HRH: Furtherfield has been asking some really good questions about artists and Blockchain. I haven’t been to but would love to check out the Sri Lankan multi-disciplinary festival Cinnamon Colomboscope. Back in the UK, it’s great to see leading contemporary art galleries like The Serpentine collapsing the ‘traditional’ and to me, slightly baffling boundaries between art made with new digital technologies and so-called ‘traditional’ materials. They now have a Chief Technology Officer, Ben Vickers who is running some great programmes. The V&A is also continually engaging with these new fields through expanded ideas of design and holds the Computer Arts Society collection. Katrina Sluis’ digital programme at The Photographers Gallery is interesting. I really like their online resource Unthinking Photography which explores “photography’s increasingly automated, networked life”.

JF: Outside of the organisations we’ve already mentioned I’m following Data & Society and AI Now Institute and DeepLab for keeping up with data and social impacts, both are publishing some excellent work. Artist wise I’m personally into Kasia Molga, Tega Brain, Boredom Research, Katie Lewis, Semiconductor, Thomson & Craighead… but really there’s too many to list.

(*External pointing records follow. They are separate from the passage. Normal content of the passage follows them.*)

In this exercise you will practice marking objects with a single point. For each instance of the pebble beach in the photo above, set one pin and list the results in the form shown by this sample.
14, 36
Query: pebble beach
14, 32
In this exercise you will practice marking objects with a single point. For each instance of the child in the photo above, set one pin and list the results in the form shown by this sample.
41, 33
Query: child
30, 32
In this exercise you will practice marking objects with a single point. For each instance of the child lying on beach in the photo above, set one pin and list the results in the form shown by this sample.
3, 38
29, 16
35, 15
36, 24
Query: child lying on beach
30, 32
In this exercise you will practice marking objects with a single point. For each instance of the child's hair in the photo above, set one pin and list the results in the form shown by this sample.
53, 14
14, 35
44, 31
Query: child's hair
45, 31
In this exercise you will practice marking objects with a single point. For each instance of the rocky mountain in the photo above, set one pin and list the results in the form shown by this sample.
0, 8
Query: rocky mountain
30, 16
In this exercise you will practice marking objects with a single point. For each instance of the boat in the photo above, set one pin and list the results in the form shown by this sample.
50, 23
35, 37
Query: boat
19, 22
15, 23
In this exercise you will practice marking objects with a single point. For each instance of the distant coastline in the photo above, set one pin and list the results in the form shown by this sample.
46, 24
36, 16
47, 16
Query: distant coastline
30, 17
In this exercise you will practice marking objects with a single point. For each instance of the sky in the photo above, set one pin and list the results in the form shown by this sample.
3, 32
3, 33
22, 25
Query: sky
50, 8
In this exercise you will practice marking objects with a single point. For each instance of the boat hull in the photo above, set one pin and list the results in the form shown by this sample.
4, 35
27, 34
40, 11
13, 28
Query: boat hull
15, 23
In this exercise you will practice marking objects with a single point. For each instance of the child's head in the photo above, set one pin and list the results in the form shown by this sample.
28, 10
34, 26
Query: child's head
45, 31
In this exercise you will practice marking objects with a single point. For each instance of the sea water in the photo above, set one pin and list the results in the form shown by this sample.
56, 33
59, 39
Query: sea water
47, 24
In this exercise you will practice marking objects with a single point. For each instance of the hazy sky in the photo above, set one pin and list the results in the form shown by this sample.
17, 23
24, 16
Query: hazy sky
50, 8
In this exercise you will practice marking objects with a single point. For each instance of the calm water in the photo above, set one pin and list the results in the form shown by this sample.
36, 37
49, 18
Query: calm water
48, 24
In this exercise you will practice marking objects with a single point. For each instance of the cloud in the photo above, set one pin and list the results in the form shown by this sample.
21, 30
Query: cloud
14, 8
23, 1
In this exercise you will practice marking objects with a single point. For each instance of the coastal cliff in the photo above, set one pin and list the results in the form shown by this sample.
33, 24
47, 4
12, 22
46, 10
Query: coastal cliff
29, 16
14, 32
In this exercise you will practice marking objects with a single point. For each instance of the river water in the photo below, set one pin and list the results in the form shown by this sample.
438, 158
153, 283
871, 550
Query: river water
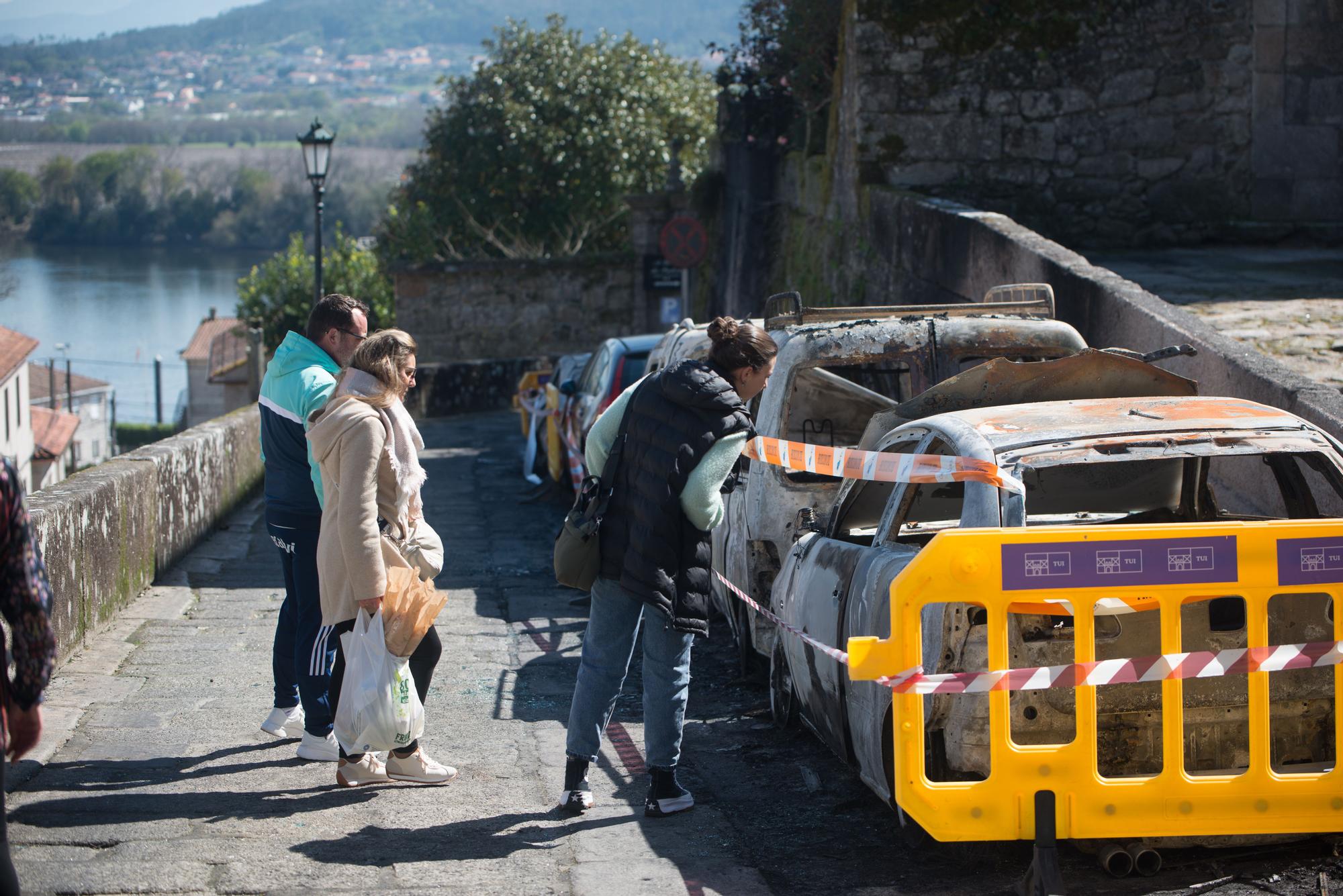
118, 309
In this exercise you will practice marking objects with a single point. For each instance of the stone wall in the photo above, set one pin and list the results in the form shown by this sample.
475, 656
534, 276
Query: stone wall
514, 309
909, 250
1161, 121
108, 530
1298, 122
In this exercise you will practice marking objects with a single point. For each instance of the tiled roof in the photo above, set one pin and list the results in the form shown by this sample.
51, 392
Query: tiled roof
199, 346
40, 381
52, 431
15, 349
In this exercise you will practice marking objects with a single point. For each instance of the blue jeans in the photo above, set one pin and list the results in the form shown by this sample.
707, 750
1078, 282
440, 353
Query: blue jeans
302, 658
608, 648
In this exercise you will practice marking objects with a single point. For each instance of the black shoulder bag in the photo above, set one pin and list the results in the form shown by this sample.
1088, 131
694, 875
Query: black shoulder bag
578, 550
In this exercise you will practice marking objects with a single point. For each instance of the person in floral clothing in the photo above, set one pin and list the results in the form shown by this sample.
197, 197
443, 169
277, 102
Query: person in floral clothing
26, 605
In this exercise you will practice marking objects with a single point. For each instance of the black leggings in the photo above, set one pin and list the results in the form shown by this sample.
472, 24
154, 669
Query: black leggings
422, 663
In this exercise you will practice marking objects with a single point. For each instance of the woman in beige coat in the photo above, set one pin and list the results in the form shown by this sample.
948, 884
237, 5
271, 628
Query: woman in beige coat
367, 448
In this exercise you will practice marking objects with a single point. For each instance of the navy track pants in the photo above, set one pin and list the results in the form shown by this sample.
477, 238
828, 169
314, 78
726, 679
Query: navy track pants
304, 647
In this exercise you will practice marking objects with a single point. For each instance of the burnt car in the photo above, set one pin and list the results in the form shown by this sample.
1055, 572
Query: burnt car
1090, 462
837, 368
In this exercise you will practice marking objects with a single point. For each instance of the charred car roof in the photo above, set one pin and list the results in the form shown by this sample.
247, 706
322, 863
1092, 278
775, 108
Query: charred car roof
1004, 428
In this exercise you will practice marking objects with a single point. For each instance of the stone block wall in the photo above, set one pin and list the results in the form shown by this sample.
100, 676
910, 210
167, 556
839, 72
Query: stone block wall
108, 530
1298, 122
512, 309
909, 250
1161, 121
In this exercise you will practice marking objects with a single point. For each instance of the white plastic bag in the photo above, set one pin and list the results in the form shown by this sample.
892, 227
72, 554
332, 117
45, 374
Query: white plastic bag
379, 707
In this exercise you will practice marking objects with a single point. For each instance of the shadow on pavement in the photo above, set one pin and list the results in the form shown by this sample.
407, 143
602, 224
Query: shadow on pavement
99, 777
457, 840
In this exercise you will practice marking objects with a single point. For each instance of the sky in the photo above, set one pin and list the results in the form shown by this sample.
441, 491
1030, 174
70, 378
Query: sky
26, 19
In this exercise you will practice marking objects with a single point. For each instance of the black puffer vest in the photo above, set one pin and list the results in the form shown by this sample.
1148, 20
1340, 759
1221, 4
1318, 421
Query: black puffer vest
648, 544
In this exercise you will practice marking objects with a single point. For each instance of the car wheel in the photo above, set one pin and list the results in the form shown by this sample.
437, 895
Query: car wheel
746, 650
784, 698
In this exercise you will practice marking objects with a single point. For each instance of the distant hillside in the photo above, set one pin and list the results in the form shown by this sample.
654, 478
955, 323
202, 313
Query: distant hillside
369, 26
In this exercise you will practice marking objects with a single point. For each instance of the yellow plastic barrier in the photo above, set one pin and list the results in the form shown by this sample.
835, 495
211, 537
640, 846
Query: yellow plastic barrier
554, 447
528, 381
1011, 570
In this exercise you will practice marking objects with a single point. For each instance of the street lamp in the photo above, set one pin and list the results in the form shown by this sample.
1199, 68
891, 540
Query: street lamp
318, 156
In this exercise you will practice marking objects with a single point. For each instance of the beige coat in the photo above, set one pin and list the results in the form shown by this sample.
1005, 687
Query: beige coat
350, 442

HRH: Yes, I won’t try to add any more here but our Data as Culture archive is a good summary of an interesting bunch of artists working with data!

Three flames ate the sun, and big stars were seen, Phil Archer, Data as Culture, 2012. Image courtesy of the artist.

JF: What’s next for Data as Culture and the ODI?

HRH: I’m really excited about the fact that in 2018 we’ve been invited to contribute to two major pieces of ongoing work at the ODI, this will really embed artistic strategies and practices in the core business. I’m happy we have commissioned artist Alistair Gentry to be an embedded team member in our government funded R&D programme, exploring the concepts of data trust. I’m certain it will deliver surprising results which couldn’t have happened any other way. I’d love it if this were to become an organisational method, but for now, it’s a welcome experiment. I also want us to develop a high-impact audience-focused Data as Culture ‘product’, be that touring exhibit or exhibition, pop-up event, participatory project or suchlike, which will involve even broader audiences in the questions we are asking and the ideas we’re sharing through the programme. What about you?

JF: I’d like to see stronger links with external partners and venues, nationally and internationally, so the programme begins to take on a more fluid data-like behaviour. I’m pleased we are working externally on a Data Stories project with computer scientists at Southampton University and Birmingham-based artists Harmeet Chagger-Kahn and Ben Neal (BOM), to explore creative data experiences with local communities. And we have also commissioned spoken word poet, Mr Gee, to develop performance pieces and online work around the same theme. I am keen that we continue to experiment curatorially and artistically.